AM=MB=1/2. MN=3/8 and NC=5/8, like in part 1. Let r be the radius. Then AO=CO=EO=r. Let NO=x. Then RO=1-x. Triangles CNO and ERO are both right triangles. By the Pythagorean Theorem:
CNO: x^2 + (5/8)^2 = r^2
ERO: (1-x)^2+ (1/2)^2 = r^2
Setting the expressions for r^2 equal gives x=55/128. Then r=5*sqrt(377)/128=0.75846
4 planks Plan 3
Place the first two planks on the circumfrence of the circle, sharing a common endpoint. The two planks will be AB and BC. Take point D on the circle so that BD is a diameter, passing through the center O. Place the third plank so that its endpoints are on AB and BC and is perpendicular to diameter BD. Let M be the end on AB and let N be the end on BC. Let P be the midpoint of MN, which is also where MN intersects BD. RD is the fourth plank's location.
MR=RN=1/2. Let r be the radius. Then AO=BO=DO=r, RO=1-r, and BR=2r-1. Let AM=y. Then MB=1-y. Triangles BRM and MRO are both right triangles. By the Pythagorean Theorem:
BRM: (2r-1)^2 + (1/2) = (1-y)^2
CRO: (1-r)^2 + (1/2) = x^2
Let angle OBA be theta.
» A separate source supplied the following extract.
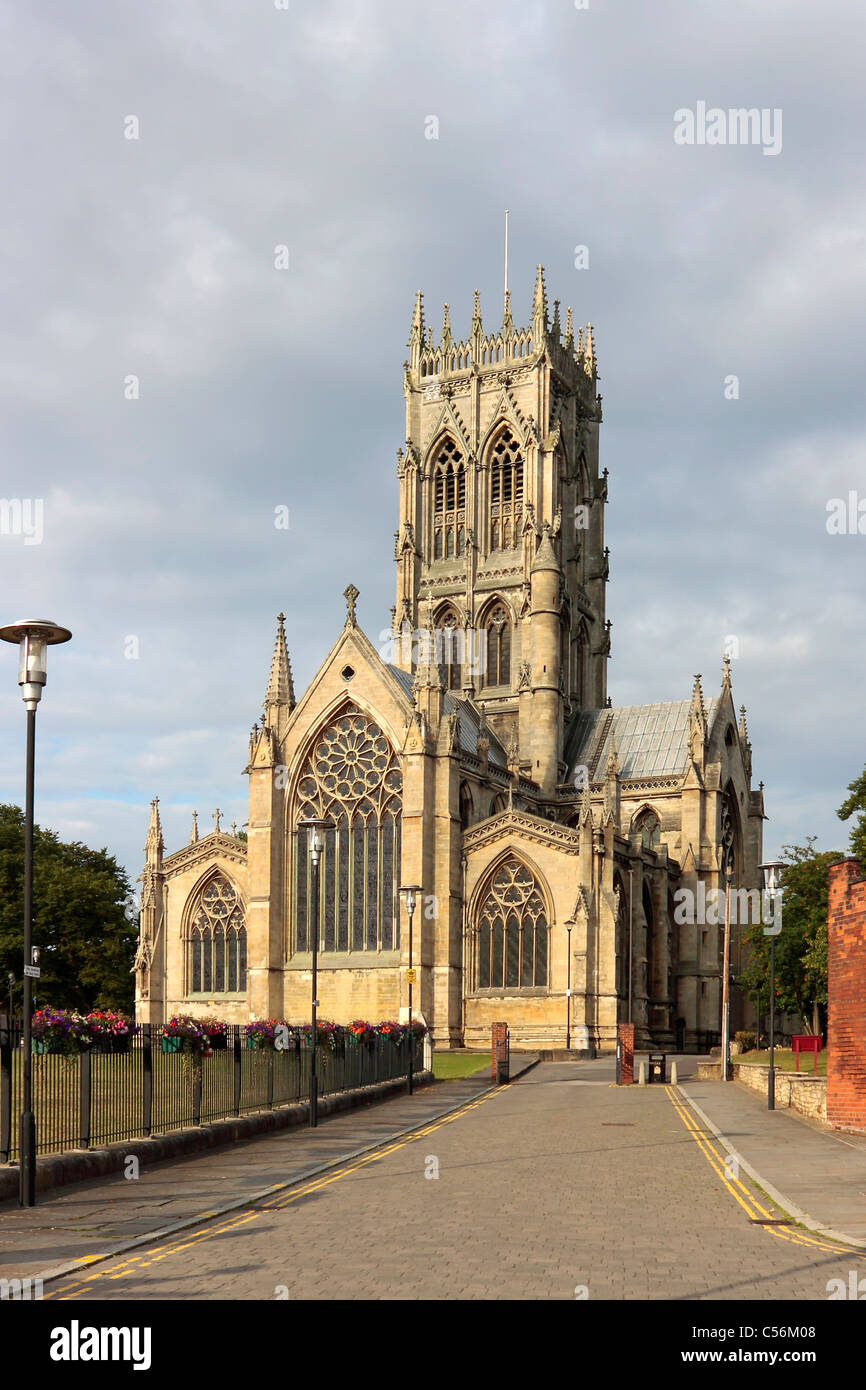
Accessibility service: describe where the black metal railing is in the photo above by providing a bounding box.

Then by the Law of Cosines:
ABO: r^2 = 1^2 + r^2 - 2*1*r*cos(theta)
MBO: x^2 = (1-y)^2 + r^2 - 2*(1-y)*r*cos(theta)
The first cosine equation simplifies to cos(theta) = 1/(2r). Then the second cosine equation becomes x^2 = (1-y)^2 + r^2 - (1-y).
This can be combined with the equation from triangle CRO to form -2r+5/4 = y^2-y. The equation from BRM can be rearranged to form 4r^2-4r+1/4 = y^2-2y. Then y = -4r^2+2r+1
Substituting the expression for y into one of the equations results in a cubic equation for r of 16r^3-16r^2+4r-5/4. This has a positive root at r=0.73313
4 planks Plan 4
Place the first two planks on the circle's circumfrence, but not sharing an endpoint. Let AB be the first plank with midpoint M. Let CD be the second plank with midpoint N. The third plank joins the midpoints M and N. Let the midpoint of MN be P. The fourth plank starts at P, passes through the center O, and ends on the circle at E.
AM=MB=CN=ND=MP=PN=1/2. Let the radius be r. Then AO=EO=r and RO=1-r. Let MO=x. AMO and MRO are both right triangles. By the Pythagorean Theorem:
AMO: (1/2)^2 + x^2 = r^2
MRO: (1-r)^2+ (1/2)^2 = x^2
From these equations, r=3/4=0.75
4 plank Summary: The smallest radius was from plan 3, where I abandoned the idea of always placing endpoints of new planks on the spot of the previous plank closest to the center. The best result was from plan 2, r=5*sqrt(377)/128=0.75846, where the supporting planks were divided 2/1. This best result is equivalent to a plank length 1.3185 for Larry's unit radius circle.